Pfsense as client to PiVPN problem
-
Hi,
Sorry for my english i don't use it much.
I was install OpenVPN from that command: "curl -L https://install.pivpn.io | bash", on my RaspberryPi, configure router. And its works great from my Android phone, I have access to web and my computers inside RaspberryPi LAN. But cant configure pfsense as a client.
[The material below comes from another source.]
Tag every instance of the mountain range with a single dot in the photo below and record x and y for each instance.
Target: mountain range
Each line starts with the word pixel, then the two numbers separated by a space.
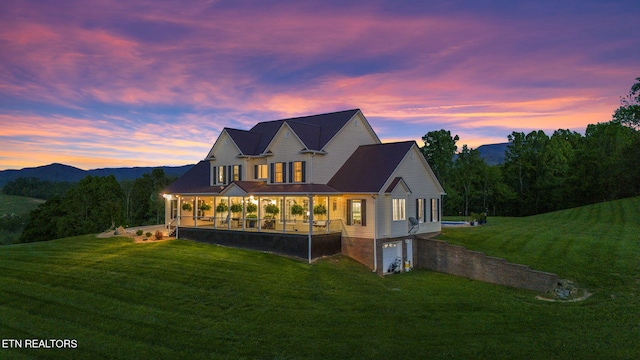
pixel 61 172
pixel 493 154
I was import certificate on pfsense and configure as client like as below on screenshot. But cant connect to VPN server. Anyone can help?pfsense logs
Oct 25 16:53:56 openvpn 9764 WARNING: No server certificate verification method has been enabled. See http://openvpn.net/howto.html#mitm for more info. Oct 25 16:53:56 openvpn 9764 NOTE: the current --script-security setting may allow this configuration to call user-defined scripts Oct 25 16:53:56 openvpn 9764 TCP/UDP: Preserving recently used remote address: [AF_INET]`ip address:1194 Oct 25 16:53:56 openvpn 9764 UDP link local (bound): [AF_INET][undef]:0 Oct 25 16:53:56 openvpn 9764 UDP link remote: [AF_INET]`ip address`:1194 Oct 25 16:54:56 openvpn 9764 [UNDEF] Inactivity timeout (--ping-restart), restarting Oct 25 16:54:56 openvpn 9764 SIGUSR1[soft,ping-restart] received, process restarting
My Server log
Oct 25 16:22:32 raspberrypi ovpn-server[767]: tls-crypt unwrap error: packet authentication failed Oct 25 16:22:32 raspberrypi ovpn-server[767]: TLS Error: tls-crypt unwrapping failed from [AF_INET]`ip address`:45583
That my server.conf
dev tun proto udp port 1194 ca /etc/openvpn/easy-rsa/pki/ca.crt cert /etc/openvpn/easy-rsa/pki/issued/raspberrypi_cc7360f7-51c2-4f3d-83d3-e22ef31aeec7.crt key /etc/openvpn/easy-rsa/pki/private/raspberrypi_cc7360f7-51c2-4f3d-83d3-e22ef31aeec7.key dh none topology subnet server 10.8.0.0 255.255.255.0 # Set your primary domain name server address for clients push "dhcp-option DNS 1.1.1.1" push "dhcp-option DNS 1.0.0.1" # Prevent DNS leaks on Windows #push "block-outside-dns" # Override the Client default gateway by using 0.0.0.0/1 and # 128.0.0.0/1 rather than 0.0.0.0/0. This has the benefit of # overriding but not wiping out the original default gateway. push "redirect-gateway def1" client-to-client keepalive 1800 3600 remote-cert-tls client tls-version-min 1.2 tls-crypt /etc/openvpn/easy-rsa/pki/ta.key cipher AES-256-CBC auth SHA256 user nobody group nogroup persist-key persist-tun crl-verify /etc/openvpn/crl.pem status /var/log/openvpn-status.log 20 status-version 3 syslog verb 3 #DuplicateCNs allow access control on a less-granular, per user basis. #Remove # if you will manage access by user instead of device. #duplicate-cn # Generated for use by PiVPN.io
My client.ovpn.
client dev tun proto udp remote lu******.net 1194 resolv-retry infinite nobind persist-key persist-tun remote-cert-tls server tls-version-min 1.2 verify-x509-name raspberrypi_cc7360f7-51c2-4f3d-83d3-e22ef31aeec7 name cipher AES-256-CBC auth SHA256 auth-nocache verb 3 <ca> -----BEGIN CERTIFICATE----- * * * -----END CERTIFICATE----- </ca> <cert> -----BEGIN CERTIFICATE----- * * * -----END CERTIFICATE----- </cert> <key> -----BEGIN PRIVATE KEY----- * * * -----END PRIVATE KEY----- </key> <tls-crypt> # # 2048 bit OpenVPN static key # -----BEGIN OpenVPN Static key V1----- * * * -----END OpenVPN Static key V1----- </tls-crypt>
-
I am quite late to reply and I suspect your knowledge will prove me wrong but I got my pfsense to connect to my UK PiVPN (RPI3b+) by having the following different:
TLS Key Usage Mode - TLS Encryption and Authentication
Verbosity level - 3 (but with default I suspect it will also run)I get the connection, pfSense connects as a client, and the new interface gets the tunnel IP but I cannot get the gateway up and I am stuck on it working on it as of a week. Maybe you will be able to help me with that step.
As said, I am self taught and I have no education background in all of this so my apologies if my reply seems a bit too simple.
-
Of course mark also don't add/remove routes or don't pull routes. Otherwise you will kill the lan connection (don't understand why but it does).